Why you should dot your “i”s when negotiating a severance package
Kelly VanBuskirk, KC
Being “laid off”, “fired”, “dismissed”, or “de-hired” (yes, some HR professionals actually used to say that) is usually anxiety-inducing. Some employees choose to pursue a legal claim for compensation, and those claims either proceed to a trial or are settled by the parties beforehand. There are many good reasons for employees and employers to seriously consider settlement. In that regard, Donna Shestowsky’s research, published in Law and Human Behavior, suggests that litigants’ satisfaction and perceived fairness with settlement versus proceeding to adjudication in court is complicated by a number of factors, but settlement is often more satisfactory.

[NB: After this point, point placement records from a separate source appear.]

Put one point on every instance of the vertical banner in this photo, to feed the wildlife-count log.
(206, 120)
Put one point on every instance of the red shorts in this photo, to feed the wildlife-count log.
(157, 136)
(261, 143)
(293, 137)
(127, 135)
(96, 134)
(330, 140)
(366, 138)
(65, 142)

In employment law claims, there are usually a whole series of conflict points, and those provide added flexibility for settlement. Making a deal, though, attracts its own set of legal complications. In order to structure an agreement properly, particular details have to be covered off, and that’s an area where lawyers can help (or hurt).
A recent B.C. case, Brink v. Xos Services (Canada), Inc., illustrates the importance of how the parties communicate a settlement during their negotiations. When the employer offered an acceptable gross amount of compensation, the employee’s lawyer wrote back to say, “We have instructions to accept your client’s offer provided that the form of release is mutually acceptable (would you be able to provide us with a draft for review?) and payments are made in a tax effective manner….” Later, the parties could not agree on the tax treatment of the money, and the employee went to court for an order to enforce the settlement. The court ruled that the lack of detail regarding the employer’s release document did not prevent a finding that an agreement had been made, but the failure to specify the tax amounts to be withheld did. The court concluded that there was no valid settlement agreement because “…the tax treatment of the settlement payment was a condition of fundamental importance to both parties” and it had not been finalized.
The lessons to be reminded of are: a) settlements (rather than court hearings) are often advantageous to both parties; but b) when making a settlement, some details are more important than others. How the settlement funds will be taxed will usually be an important detail to cover off.